第二章 令和最悪の都市伝説

第8話 喋る日本刀


 三日後、ぼくは予定通りある場所にやって来ていた。新宿の繁華街から少し外れた場所にある雑居ビルだった……。どうしてこんな場所にやって来る必要があったのかというと、それこそ三日前に出会ったあの少女――三橋六花が関係してくる。

 令和を生きるサムライ少女は、てっきり田舎の山奥でのんびり暮らしているものとばかり思っていたけれど、ところがどっこい、東京のど真ん中にある雑居ビルに事務所を設けているようだった。
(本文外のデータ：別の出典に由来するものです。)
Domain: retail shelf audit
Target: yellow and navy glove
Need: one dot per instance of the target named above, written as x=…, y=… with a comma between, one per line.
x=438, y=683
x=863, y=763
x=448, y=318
 というか、妖魔相談所とか言っていたよな――、確かにビルの看板にもちんまりと三橋妖魔相談所と書かれている。こんなの、普通に見たら胡散臭い宗教か何かだと勘違いしてしまうような気がする。ぼくだってそう思うからだ……。妖魔という単語自体あんまり日常生活では聞き慣れない言葉でもあるし、その言葉を使うような人間が未だに居るかと言われると少々疑問なところもある。

 因みに、もう一人やって来るはずだったのだが……、城崎は今日はお休みだった。理由は宿題が終わらないからだそうで、一人で行っておいてくれと言伝を頼まれてしまった。いや、それで問題ないのだろうか……。ぼくとしては、やはりあのとき一緒に居たという訳で二人組がセットになっているべきなのだと思うのだけれど。もし、そこで逆上されたりしたらどうしよう。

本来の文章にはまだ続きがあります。